Mas, de outro lado, se o consumidor não recebe a fatura para pagamento nem tem à sua disposição outro meio para fazê-lo, não se pode imputar a ele a responsabilidade pela quitação da dívida no prazo. Não tem sentido culpá-lo pelo que ele não fez. É risco do fornecedor entregar a fatura com tempo suficiente para pagamento, risco esse que não pode ser repassado ao consumidor. Todavia, o consumidor pode ter problemas nessa questão.
É que, para, eventualmente, tentar não ser responsabilizado, o consumidor tem que provar que não recebeu a fatura, o que é muito difícil de fazer quando ela não é entregue. Dá para fazer a prova, por exemplo, se o consumidor avisou por escrito seu novo endereço para recebimento da fatura e ela foi enviada ao antigo ou quando o próprio correio coloca carimbo de entrega atrasada (Nesse caso, é a ECT que deve ser responsabilizada pelo atraso). No entanto, afora essas exceções, o consumidor acaba sendo responsabilizado pelo atraso.
Por isso é que se aconselha que o consumidor mantenha uma agenda com datas dos vencimentos de suas faturas regulares. Se, até a véspera do vencimento, ainda não recebeu alguma, então, ele pode e deve entrar em contato com o credor, solicitando segunda via. Essa é uma regra geral para o dia-a-dia de todos os consumidores que, evidentemente, nesse período de greve, deve ser imediatamente seguida. (Anoto que, para aquele que não faz esse tipo de controle, a saída é pegar as contas do mês anterior, ver as datas dos vencimentos e checar o prazo que existe para pagá-las).

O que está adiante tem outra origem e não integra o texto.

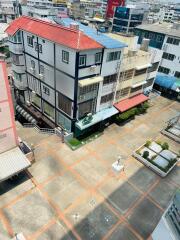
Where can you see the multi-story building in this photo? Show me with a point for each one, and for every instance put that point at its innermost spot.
(12, 160)
(138, 69)
(166, 37)
(128, 17)
(61, 74)
(169, 226)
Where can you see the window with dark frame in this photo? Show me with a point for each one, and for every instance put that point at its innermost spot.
(177, 74)
(98, 57)
(65, 56)
(107, 98)
(164, 70)
(109, 79)
(168, 56)
(30, 41)
(82, 60)
(46, 90)
(64, 104)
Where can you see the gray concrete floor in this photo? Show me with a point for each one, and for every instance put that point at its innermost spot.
(75, 195)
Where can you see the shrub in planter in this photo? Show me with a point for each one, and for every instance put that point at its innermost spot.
(148, 143)
(146, 154)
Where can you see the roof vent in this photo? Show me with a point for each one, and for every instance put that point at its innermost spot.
(74, 26)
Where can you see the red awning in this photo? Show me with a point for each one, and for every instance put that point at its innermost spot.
(126, 104)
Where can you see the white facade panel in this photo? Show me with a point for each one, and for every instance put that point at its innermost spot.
(65, 84)
(65, 67)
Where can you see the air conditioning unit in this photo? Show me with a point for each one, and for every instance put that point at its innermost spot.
(93, 68)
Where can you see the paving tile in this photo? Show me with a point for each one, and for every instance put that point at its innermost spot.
(123, 198)
(64, 190)
(92, 170)
(11, 189)
(45, 168)
(122, 232)
(57, 231)
(3, 233)
(29, 214)
(143, 179)
(144, 218)
(94, 219)
(163, 193)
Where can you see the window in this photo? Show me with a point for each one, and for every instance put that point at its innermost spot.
(139, 72)
(30, 41)
(65, 56)
(126, 75)
(168, 56)
(41, 69)
(87, 89)
(107, 98)
(82, 60)
(49, 110)
(173, 41)
(85, 108)
(33, 64)
(98, 57)
(164, 70)
(154, 67)
(177, 74)
(112, 56)
(46, 90)
(64, 103)
(38, 47)
(36, 100)
(149, 83)
(15, 59)
(110, 79)
(17, 76)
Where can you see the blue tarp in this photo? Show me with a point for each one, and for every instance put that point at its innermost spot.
(101, 38)
(166, 81)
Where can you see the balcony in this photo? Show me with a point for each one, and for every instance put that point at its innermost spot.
(16, 48)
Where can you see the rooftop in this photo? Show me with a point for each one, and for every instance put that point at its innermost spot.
(62, 35)
(101, 38)
(165, 28)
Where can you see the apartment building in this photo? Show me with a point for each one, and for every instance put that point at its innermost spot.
(12, 160)
(169, 226)
(166, 37)
(61, 74)
(138, 70)
(127, 18)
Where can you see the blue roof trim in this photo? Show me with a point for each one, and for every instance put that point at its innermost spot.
(101, 38)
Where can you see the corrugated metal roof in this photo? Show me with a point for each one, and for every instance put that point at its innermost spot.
(12, 162)
(101, 38)
(53, 32)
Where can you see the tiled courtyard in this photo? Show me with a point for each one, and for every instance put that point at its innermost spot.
(75, 195)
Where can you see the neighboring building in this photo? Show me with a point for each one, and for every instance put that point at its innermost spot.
(111, 5)
(166, 37)
(138, 68)
(12, 160)
(169, 226)
(61, 74)
(128, 17)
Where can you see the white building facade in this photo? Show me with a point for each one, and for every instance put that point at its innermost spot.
(62, 81)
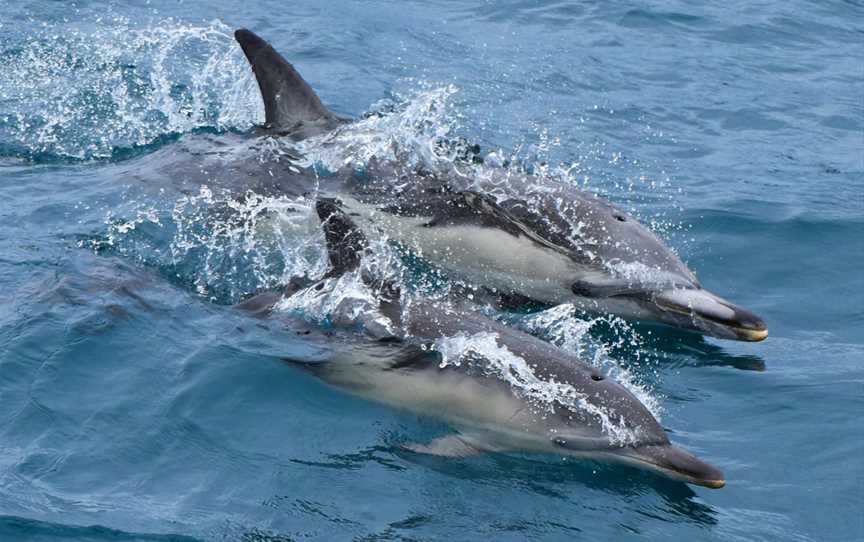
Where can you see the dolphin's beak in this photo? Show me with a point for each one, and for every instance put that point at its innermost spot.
(712, 314)
(675, 463)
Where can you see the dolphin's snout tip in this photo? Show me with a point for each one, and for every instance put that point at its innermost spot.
(752, 335)
(713, 315)
(713, 484)
(678, 464)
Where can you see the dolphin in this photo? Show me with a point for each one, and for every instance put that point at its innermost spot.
(507, 391)
(502, 232)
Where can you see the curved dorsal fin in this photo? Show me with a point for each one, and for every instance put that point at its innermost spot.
(288, 100)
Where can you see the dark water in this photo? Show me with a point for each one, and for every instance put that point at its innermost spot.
(135, 404)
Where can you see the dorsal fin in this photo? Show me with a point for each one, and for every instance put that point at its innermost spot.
(288, 100)
(345, 242)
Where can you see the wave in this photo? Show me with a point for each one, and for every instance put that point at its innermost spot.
(102, 93)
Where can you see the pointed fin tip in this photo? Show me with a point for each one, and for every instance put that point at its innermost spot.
(288, 99)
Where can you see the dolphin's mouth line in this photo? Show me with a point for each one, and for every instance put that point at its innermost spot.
(747, 333)
(704, 482)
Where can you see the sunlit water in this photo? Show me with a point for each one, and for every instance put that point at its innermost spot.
(138, 404)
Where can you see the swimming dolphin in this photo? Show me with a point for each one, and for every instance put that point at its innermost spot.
(555, 245)
(553, 403)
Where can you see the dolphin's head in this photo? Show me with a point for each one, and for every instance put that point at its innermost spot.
(699, 309)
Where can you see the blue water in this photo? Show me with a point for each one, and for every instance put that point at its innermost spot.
(136, 404)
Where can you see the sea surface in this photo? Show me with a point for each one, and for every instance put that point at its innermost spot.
(137, 404)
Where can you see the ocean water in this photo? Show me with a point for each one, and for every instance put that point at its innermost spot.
(137, 404)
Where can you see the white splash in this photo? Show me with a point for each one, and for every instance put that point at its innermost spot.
(500, 362)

Atualmente, todos os grandes fornecedores mantêm Serviços de Atendimento ao Consumidor (SACs) e/ou sites, nos quais é possível obter uma segunda via da fatura. Se o credor não tiver esse tipo de serviço, como já disse acima, ele é obrigado a dar outra alternativa para pagamento, como, por exemplo, envio do boleto via e-mail ou apresentação de dados bancários para depósito em conta (nº de conta corrente, banco e agência, número do CNPJ – se for pessoa jurídica – ou CPF – se for pessoa física). Repito: se o credor não der alternativa, o consumidor não pode ser responsabilizado pelo atraso.
Naturalmente, uma boa atitude dos fornecedores – que é o que se espera -- é a de não cobrar multas daqueles que, eventualmente, pagarem suas faturas fora do vencimento no período de greve, pois não se pode responsabilizar o consumidor que pretende pagar suas dívidas se ele tem dificuldade em fazê-lo.